During the year, we will present presidential spotlights for each section to highlight the latest significant research or improvements within its discipline. Examples include cutting-edge technology, standards, or methods that improve the practice. Alternatively, they may show a historical account/timeline of the discipline’s use of innovative technology or research. These are presented to inform all members of how each discipline is responding to the challenges of a modern forensic science world—our theme for the year. This featured submission is from the Anthropology Section.
Sources: Eric Bartelink, PhD, Melanie Beasley, PhD, Gregory E. Berg, and Lesley A. Chesson, MS
Forensic anthropologists typically contribute to unidentified human remains cases through traditional analyses focused on determining the biological profile (e.g., sex, age, population affinity, stature, and antemortem characteristics). Perimortem trauma analysis, Postmortem Interval (PMI) estimates, and radiographic comparisons are also in the forensic anthropologist’s wheelhouse. When these customary methods fail to result in an identification, what other investigative avenues should analysts explore? Within the past three decades, forensic anthropologists increasingly have used Stable Isotope Analysis (SIA) to predict possible regions-of-origin and life history information of unknown individuals. SIA of various body tissues (e.g., teeth, bones, nails, hair) can provide additional investigative leads that may help resolve new, as well as cold, cases.
SIA capitalizes on the fact an individual’s movement across landscapes can create distinct isotopic “fingerprints” of chemical elements incorporated into body tissues from food, water, and even ingested dust. Isotopes of carbon, nitrogen, and sulfur reflect an individual’s diet since you are what you eat. Other isotope systems, such as oxygen, strontium, and lead, reflect the environment in which an individual resided when a tissue was formed (i.e., your geolocation). Tissues incorporate stable isotopes in a mostly regular pattern during growth and development, and investigators can therefore approach SIA through the lens of “a life’s history.” For example, teeth, bones, nails, and hair can be measured to understand snapshots of time representing childhood, years before death, months before death, and days before death, respectively. Additionally, isotopic data can be used to test hypotheses: Was the individual local or non-local (e.g., a foreign national)? Did this person travel in the weeks and months prior to death? How long has the individual been deceased (i.e., PMI estimate)? Did this person have distinctive dietary habits?

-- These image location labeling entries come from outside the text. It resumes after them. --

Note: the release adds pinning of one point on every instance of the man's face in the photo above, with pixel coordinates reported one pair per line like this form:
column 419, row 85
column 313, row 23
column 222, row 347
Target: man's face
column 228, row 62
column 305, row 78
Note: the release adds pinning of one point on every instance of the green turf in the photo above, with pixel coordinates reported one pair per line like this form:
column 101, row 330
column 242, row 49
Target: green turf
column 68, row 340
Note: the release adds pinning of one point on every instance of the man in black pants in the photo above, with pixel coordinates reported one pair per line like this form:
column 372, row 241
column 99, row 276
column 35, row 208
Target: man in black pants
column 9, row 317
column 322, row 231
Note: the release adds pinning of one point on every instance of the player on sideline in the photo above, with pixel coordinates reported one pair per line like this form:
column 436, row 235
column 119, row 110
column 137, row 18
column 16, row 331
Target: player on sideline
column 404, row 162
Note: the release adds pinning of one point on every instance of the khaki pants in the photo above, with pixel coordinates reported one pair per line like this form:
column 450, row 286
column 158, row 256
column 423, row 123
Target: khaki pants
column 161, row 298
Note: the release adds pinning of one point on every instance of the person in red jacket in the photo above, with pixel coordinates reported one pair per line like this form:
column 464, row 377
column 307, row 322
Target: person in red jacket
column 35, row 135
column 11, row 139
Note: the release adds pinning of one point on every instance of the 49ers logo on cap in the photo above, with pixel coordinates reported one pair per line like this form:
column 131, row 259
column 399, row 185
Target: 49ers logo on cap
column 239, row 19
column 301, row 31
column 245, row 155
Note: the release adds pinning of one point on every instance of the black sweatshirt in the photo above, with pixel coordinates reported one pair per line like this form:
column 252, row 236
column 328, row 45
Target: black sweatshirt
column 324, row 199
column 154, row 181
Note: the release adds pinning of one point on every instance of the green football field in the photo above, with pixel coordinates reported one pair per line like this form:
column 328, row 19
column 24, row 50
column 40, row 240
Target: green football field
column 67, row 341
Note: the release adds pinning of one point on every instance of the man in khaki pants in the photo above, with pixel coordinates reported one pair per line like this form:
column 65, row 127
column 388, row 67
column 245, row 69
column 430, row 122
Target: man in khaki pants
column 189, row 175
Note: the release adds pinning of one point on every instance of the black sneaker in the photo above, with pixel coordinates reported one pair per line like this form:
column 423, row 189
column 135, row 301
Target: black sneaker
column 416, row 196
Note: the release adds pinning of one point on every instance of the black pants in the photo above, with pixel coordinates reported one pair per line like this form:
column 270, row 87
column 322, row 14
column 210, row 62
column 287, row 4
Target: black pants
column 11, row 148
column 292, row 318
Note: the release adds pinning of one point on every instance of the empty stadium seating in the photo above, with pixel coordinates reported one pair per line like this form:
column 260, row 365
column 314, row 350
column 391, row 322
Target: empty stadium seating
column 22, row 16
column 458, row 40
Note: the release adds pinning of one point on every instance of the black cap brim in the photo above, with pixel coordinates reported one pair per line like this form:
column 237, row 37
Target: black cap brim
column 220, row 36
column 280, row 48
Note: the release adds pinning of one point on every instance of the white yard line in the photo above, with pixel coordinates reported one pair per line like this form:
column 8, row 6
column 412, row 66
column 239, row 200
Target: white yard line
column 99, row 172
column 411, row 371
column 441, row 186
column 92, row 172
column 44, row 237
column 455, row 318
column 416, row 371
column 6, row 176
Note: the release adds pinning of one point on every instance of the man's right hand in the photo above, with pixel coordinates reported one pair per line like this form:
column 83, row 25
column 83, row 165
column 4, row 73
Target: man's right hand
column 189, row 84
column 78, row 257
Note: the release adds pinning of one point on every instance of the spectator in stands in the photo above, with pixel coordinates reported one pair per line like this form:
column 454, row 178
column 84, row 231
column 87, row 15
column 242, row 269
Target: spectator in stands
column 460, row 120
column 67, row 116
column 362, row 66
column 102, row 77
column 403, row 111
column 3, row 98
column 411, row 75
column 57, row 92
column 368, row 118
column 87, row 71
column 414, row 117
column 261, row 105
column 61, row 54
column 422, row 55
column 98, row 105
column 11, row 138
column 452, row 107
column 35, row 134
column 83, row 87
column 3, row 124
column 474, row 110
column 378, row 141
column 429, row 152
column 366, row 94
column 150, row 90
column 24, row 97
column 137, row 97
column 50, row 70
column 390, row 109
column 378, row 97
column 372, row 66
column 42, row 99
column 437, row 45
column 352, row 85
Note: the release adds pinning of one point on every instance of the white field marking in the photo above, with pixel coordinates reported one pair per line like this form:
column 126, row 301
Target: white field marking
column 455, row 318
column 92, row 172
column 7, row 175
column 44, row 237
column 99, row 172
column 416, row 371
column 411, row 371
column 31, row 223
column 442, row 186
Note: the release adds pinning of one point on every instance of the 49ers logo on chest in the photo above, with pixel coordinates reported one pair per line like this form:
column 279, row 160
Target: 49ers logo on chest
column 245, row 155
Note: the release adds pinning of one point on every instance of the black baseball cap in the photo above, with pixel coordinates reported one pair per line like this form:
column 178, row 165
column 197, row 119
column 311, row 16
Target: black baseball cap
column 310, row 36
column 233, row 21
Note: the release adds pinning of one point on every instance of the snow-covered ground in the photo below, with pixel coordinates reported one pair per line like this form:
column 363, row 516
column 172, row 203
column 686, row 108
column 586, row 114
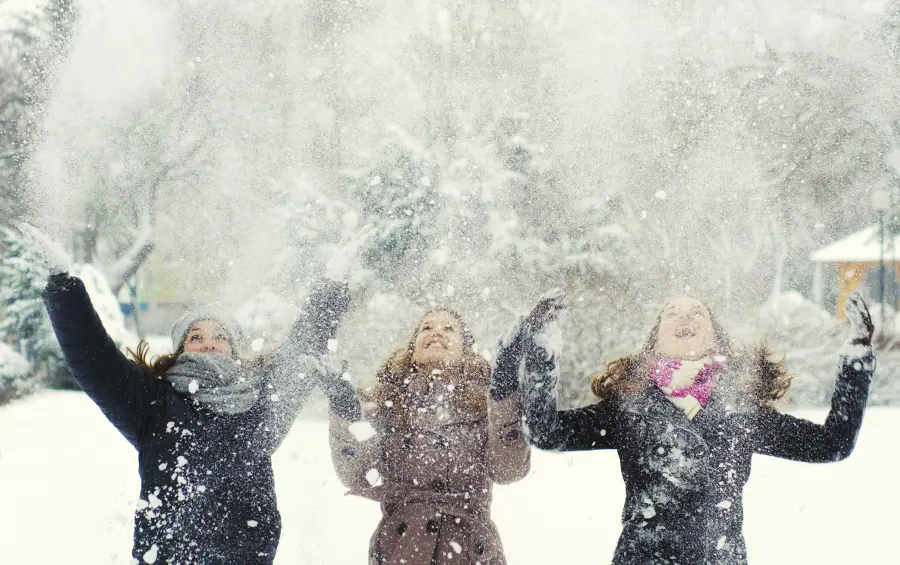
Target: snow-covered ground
column 68, row 483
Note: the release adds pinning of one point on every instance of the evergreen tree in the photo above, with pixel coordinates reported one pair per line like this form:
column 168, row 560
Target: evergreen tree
column 22, row 313
column 16, row 377
column 398, row 193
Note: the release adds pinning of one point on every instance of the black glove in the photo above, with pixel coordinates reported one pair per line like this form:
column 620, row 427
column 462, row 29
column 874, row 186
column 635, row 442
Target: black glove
column 519, row 340
column 861, row 327
column 342, row 397
column 329, row 299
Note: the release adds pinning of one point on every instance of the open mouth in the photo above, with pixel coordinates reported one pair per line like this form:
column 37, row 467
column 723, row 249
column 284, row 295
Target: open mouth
column 435, row 343
column 685, row 330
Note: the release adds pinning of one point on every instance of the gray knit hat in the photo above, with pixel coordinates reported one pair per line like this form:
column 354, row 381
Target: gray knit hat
column 182, row 326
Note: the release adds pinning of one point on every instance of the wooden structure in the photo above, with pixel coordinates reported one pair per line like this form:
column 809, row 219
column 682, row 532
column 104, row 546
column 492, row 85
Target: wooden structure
column 854, row 256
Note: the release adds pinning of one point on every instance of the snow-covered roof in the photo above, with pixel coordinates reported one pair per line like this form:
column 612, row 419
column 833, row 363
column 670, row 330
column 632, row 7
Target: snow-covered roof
column 863, row 246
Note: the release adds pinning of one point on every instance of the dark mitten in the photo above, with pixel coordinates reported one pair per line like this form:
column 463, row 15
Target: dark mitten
column 342, row 397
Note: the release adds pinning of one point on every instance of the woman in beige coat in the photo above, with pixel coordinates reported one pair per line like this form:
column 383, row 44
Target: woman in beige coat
column 440, row 445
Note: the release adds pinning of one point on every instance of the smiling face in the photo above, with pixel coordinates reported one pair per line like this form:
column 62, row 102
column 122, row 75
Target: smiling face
column 685, row 330
column 439, row 339
column 206, row 336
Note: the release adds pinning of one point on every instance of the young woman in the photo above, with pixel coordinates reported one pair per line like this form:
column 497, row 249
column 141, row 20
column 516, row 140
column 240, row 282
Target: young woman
column 440, row 445
column 686, row 415
column 205, row 424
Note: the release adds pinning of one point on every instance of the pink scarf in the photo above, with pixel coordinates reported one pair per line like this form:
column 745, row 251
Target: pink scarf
column 695, row 394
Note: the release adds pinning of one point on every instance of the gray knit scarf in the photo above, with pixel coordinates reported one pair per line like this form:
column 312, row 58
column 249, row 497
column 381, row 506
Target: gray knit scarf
column 215, row 381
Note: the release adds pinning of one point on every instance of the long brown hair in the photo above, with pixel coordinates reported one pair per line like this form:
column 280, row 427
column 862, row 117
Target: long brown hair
column 471, row 376
column 767, row 380
column 154, row 367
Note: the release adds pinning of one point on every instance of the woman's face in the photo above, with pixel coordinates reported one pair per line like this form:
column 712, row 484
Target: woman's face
column 685, row 330
column 439, row 339
column 207, row 336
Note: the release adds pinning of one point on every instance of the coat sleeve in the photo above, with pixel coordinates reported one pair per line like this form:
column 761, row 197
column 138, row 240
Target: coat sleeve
column 319, row 318
column 294, row 371
column 587, row 428
column 781, row 435
column 114, row 383
column 357, row 463
column 509, row 455
column 288, row 381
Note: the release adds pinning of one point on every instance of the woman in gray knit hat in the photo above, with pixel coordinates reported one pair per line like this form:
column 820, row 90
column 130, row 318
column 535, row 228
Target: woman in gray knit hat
column 204, row 422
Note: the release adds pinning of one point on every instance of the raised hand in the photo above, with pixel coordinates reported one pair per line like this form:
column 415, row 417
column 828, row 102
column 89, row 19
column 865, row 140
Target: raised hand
column 546, row 311
column 342, row 397
column 861, row 327
column 329, row 297
column 338, row 265
column 519, row 342
column 53, row 256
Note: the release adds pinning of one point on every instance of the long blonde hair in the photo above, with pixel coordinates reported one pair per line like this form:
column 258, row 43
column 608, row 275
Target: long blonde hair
column 471, row 376
column 768, row 380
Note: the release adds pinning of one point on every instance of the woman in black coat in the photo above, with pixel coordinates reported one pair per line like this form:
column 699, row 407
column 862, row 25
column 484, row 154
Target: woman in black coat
column 204, row 424
column 685, row 417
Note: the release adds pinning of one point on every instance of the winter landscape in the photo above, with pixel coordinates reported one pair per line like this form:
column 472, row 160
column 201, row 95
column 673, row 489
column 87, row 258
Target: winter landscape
column 71, row 483
column 421, row 154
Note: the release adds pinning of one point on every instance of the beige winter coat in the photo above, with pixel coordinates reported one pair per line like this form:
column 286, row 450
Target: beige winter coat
column 434, row 477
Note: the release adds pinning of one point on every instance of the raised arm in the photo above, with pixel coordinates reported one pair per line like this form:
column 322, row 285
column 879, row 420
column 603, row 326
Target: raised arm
column 591, row 427
column 319, row 318
column 115, row 384
column 356, row 457
column 509, row 455
column 781, row 435
column 295, row 369
column 581, row 429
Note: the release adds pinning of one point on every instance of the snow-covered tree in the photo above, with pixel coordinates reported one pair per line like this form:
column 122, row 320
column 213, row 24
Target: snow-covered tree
column 22, row 313
column 398, row 193
column 16, row 377
column 24, row 319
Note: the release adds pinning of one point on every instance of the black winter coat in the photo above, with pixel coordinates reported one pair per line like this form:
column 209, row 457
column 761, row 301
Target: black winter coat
column 207, row 488
column 684, row 479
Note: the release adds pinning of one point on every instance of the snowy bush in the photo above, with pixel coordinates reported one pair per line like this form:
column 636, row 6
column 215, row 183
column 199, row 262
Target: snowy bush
column 16, row 377
column 22, row 312
column 265, row 316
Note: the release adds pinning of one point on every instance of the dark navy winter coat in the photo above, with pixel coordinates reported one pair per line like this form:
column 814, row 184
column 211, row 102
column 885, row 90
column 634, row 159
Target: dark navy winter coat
column 684, row 479
column 207, row 488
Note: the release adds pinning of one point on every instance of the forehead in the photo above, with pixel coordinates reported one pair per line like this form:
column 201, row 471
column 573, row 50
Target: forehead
column 683, row 303
column 206, row 326
column 440, row 318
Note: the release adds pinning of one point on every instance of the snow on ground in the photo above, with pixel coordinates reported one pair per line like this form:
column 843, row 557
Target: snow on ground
column 68, row 484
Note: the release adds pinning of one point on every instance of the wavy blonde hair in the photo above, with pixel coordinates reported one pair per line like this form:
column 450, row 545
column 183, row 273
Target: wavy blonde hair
column 471, row 376
column 767, row 380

To answer these questions for medicolegal cases, forensic anthropologists have recently focused on the “forensic” aspect of SIA. Since SIA techniques for sample preparation, analysis, and data interpretation primarily originated in bioarchaeology, forensic applications of SIA must be prepared to meet the requirements set forth in the medicolegal community, such as the Daubert ruling and the Federal Rules of Evidence. Consequently, a major aim of new research has been baseline data: How variable is an individual isotopically? What is the isotopic variation between different individuals and populations? Other, necessary questions are being asked regarding data comparability and measurement uncertainty: What is inter-laboratory isotopic variability due to sample preparation? And sample analysis? How should “meaningful (isotopic) differences” be defined and applied?
Recent cases in forensic anthropology have demonstrated the utility of a multi-isotope approach for predicting possible regions-of-origin and life history of unknown individuals. Examples include the investigation of deceased Latin American migrants who perished along the United States-Mexico border, identification of United States soldiers from past conflicts, and casework focused on starvation and maltreatment. Promising and fruitful research also includes measuring nitrogen isotope ratios of fly larvae to estimate the PMI of decedents (on whom the larvae were feeding) and creating tissue-specific isoscapes for human teeth to predict possible regions-of-origin for an individual, based on oxygen isotope ratios. Recently, a freely available comparison tool, IsoLocate, was released. The program computes custom discriminant functions using single or multiple isotopes (available for a variety of tissue types) to compare an unknown individual to various world populations (United States Americans, Latin Americans, Southeast Asians, Japanese, etc.). As shown in Figure 1, it generates easy-to-understand comparison statistics, such as posterior and typicality probabilities, plus likelihood ratios, with a summary of the correct classification rate for the resulting cross-validated model and a predicted group for the unknown individual. IsoLocate can be found at www.anthropologyapps.com.
FIGURE 1: A representation of the output generated by the comparison tool IsoLocate. Latin American migrant (UBC) and United States American (US) comparison populations were used for the classification of an unknown individual (starred data point). Classification was based on carbon and nitrogen isotope ratios of bone collagen.
Measuring the isotopic fingerprints of different body tissues in unidentified human remains cases is informative in narrowing missing persons lists and can aid in an identification. As demonstrated within the past 30 years, many forensic anthropologists investigating unidentified individuals have benefited from the application of SIA. The field’s current research focus will ensure SIA techniques—and the interpretations made about an individual “life’s history” based on the measured isotope ratios—are defensible, repeatable, and reliable. As we look into the future, we are excited to see a wider adoption of SIA within the anthropological and medicolegal community.